Forget Passwords, Think Pass Thoughts

Over the past few years, identity establishment through passwords is becoming rather overwhelming. Remembering all those different passwords for a number of accounts and protecting their secrecy is, indeed, a big concern. The availability of various password management tools is not without issues and challenges.

Biometrics, like retinal scan and finger prints, is one solution that could have rendered the password based identity obsolete. This, however, has not happened so far.

Recently, a rather new kind of identity has been experimented with that is thought based or, to be more precise, brain based!

Our brain waves happen to be unique for each individual, just like retinal scan. If we are having a certain thought and some body else is asked to imagine the same, the kind of waves that the two brains emit will not only be different but also unique for each individual. These brain waves can be sensed using EEG sensors and can then be used as thought signatures to establish the identity of a person.

A team comprising of students and a professor at the School of Information, University of California, Berkeley, has recently demonstrated this ’mental approach’ towards security.

The idea of using brain waves for identification is not entirely new; non availability of inexpensive and simple sensing system was the bottle neck.

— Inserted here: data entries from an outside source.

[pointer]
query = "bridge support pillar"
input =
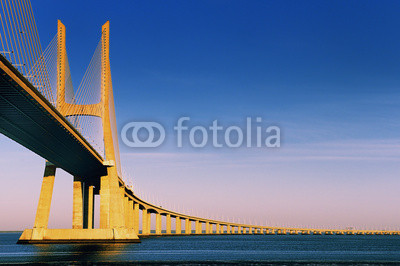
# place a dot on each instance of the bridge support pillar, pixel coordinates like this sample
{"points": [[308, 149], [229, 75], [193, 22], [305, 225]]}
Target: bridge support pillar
{"points": [[158, 224], [178, 226], [188, 229], [168, 223], [46, 194], [198, 227], [90, 207], [136, 217], [145, 222], [77, 204]]}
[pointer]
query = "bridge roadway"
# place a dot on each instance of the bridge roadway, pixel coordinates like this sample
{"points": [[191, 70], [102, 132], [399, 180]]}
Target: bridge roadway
{"points": [[204, 226], [28, 118], [31, 120]]}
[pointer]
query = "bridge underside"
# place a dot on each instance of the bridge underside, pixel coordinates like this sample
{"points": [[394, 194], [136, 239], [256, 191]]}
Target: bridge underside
{"points": [[29, 119]]}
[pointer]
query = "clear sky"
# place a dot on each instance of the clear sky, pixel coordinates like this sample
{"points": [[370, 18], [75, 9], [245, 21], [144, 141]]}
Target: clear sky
{"points": [[325, 72]]}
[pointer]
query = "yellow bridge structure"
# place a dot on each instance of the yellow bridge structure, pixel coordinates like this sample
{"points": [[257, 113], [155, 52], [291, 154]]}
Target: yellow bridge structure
{"points": [[40, 110]]}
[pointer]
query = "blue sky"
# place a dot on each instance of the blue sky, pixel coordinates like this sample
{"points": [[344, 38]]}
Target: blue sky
{"points": [[326, 72]]}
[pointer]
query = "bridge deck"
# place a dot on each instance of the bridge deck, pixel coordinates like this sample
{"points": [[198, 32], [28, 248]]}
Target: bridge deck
{"points": [[29, 119]]}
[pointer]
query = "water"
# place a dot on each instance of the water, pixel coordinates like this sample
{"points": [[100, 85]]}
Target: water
{"points": [[210, 249]]}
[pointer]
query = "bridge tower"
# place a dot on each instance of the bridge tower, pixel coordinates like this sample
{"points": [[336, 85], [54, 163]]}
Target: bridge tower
{"points": [[115, 220]]}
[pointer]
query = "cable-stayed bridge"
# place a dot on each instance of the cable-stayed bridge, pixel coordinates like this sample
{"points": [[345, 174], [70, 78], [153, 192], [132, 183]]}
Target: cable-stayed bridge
{"points": [[75, 130]]}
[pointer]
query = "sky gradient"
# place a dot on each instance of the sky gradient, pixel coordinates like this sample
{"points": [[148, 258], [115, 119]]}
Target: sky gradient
{"points": [[327, 73]]}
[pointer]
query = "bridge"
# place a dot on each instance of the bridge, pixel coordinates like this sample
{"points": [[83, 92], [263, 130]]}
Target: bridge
{"points": [[75, 130]]}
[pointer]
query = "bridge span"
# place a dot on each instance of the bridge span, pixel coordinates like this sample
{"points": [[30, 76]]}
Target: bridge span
{"points": [[54, 129]]}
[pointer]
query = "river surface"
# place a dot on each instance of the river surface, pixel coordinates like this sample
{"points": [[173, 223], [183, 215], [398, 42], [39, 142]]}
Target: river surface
{"points": [[248, 249]]}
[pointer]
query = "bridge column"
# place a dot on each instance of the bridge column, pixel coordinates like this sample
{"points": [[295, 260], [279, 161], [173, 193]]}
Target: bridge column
{"points": [[130, 214], [126, 211], [90, 207], [46, 193], [197, 227], [104, 202], [158, 224], [188, 229], [136, 218], [77, 204], [178, 226], [168, 223], [145, 222]]}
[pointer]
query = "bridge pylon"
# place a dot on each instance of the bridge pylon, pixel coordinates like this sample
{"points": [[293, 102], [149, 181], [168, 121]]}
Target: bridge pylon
{"points": [[116, 210]]}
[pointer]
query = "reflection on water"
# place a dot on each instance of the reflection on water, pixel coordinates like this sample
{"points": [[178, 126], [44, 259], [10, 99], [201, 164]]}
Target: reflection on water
{"points": [[78, 252], [207, 249]]}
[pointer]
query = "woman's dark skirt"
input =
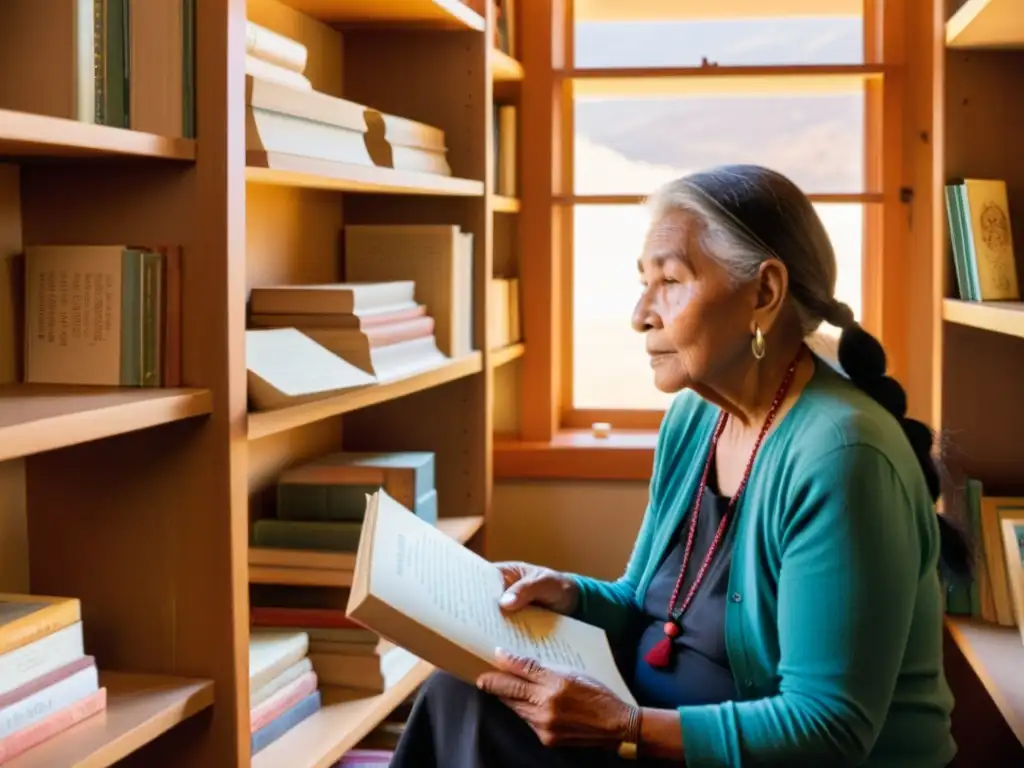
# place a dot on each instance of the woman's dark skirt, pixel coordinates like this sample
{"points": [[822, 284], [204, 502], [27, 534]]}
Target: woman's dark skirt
{"points": [[456, 725]]}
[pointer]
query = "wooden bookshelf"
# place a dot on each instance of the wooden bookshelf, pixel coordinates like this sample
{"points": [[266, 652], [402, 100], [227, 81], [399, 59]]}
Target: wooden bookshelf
{"points": [[333, 568], [139, 708], [986, 24], [973, 352], [996, 655], [37, 417], [1001, 317], [262, 424], [445, 14], [25, 134], [505, 69]]}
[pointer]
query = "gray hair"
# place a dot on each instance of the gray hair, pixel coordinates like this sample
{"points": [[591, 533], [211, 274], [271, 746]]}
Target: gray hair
{"points": [[749, 214]]}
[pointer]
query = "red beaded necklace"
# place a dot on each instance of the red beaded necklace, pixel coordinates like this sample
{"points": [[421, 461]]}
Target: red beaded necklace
{"points": [[660, 654]]}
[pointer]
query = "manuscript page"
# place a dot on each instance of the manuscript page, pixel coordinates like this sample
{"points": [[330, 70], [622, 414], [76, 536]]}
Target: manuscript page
{"points": [[449, 590]]}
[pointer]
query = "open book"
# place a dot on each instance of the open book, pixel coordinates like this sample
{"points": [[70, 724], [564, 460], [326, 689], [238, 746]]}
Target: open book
{"points": [[438, 600]]}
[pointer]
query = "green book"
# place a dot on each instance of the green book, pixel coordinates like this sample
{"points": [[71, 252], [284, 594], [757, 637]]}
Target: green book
{"points": [[335, 486], [323, 537]]}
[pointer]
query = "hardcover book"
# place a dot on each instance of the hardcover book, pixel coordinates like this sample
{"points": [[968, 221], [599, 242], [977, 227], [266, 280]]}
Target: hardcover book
{"points": [[438, 600]]}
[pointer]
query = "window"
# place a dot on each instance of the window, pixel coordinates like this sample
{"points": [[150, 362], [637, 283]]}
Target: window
{"points": [[664, 87]]}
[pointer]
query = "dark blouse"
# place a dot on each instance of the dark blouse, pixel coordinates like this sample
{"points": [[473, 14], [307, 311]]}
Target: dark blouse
{"points": [[699, 672]]}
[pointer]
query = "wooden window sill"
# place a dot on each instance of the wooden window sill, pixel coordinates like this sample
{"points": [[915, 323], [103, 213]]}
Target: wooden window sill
{"points": [[577, 455]]}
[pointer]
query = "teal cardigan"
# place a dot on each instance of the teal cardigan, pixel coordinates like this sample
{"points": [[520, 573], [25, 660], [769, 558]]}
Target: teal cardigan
{"points": [[834, 622]]}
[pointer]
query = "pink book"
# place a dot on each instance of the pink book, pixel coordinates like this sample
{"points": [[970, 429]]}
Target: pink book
{"points": [[283, 699], [366, 759], [44, 681], [50, 726]]}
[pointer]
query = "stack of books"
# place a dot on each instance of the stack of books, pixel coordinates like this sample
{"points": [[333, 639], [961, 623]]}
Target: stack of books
{"points": [[378, 327], [283, 684], [286, 116], [438, 258], [47, 684], [347, 659], [321, 504], [275, 58]]}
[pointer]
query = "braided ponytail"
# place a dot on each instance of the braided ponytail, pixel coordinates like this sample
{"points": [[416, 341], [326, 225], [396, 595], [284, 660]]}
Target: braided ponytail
{"points": [[863, 360], [750, 214]]}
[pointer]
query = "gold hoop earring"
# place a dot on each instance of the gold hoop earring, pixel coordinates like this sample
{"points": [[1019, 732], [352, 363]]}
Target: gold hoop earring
{"points": [[758, 343]]}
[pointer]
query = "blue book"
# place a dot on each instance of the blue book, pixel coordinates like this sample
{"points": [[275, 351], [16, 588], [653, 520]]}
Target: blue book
{"points": [[285, 722]]}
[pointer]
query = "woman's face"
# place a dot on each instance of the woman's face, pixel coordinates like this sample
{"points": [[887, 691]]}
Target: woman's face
{"points": [[696, 320]]}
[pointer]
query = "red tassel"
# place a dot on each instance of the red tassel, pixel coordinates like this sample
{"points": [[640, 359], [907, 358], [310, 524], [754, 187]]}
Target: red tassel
{"points": [[659, 655]]}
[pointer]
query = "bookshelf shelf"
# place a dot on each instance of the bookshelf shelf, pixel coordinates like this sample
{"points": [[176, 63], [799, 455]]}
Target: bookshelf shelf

Technologies that were previously available for EEG data were of clinical grade with 32 to 256 channels and a high price. The availability of consumer grade single channel headsets with a single dry-contact sensor resting against the forehead, providing EEG data at a price of around $100, became the real game changer.

The next logical step was to evaluate and establish the potential of this single channel EEG data as a thought signature for authentication purposes. The subject users put on the EEG headset, the EEG signal was transmitted to a computer via blue tooth for further processing. Using customized ‘thoughts’ for each user with added tuning and tweaking, the system was able to correctly identify the subject user in more than 99% cases.

Suitable mental tasks for this kind of identification need to be easy but not boring despite being repetitive; such as imagining singing a song or counting objects of a particular color or even focusing on one’s breathing.

The availability of improved, more economical and less obstructive EEG sensors along with better identification software may lead the way towards replacement of passwords by pass thoughts. It is the Ali baba’s ‘sim sim’ with a touch of imagination!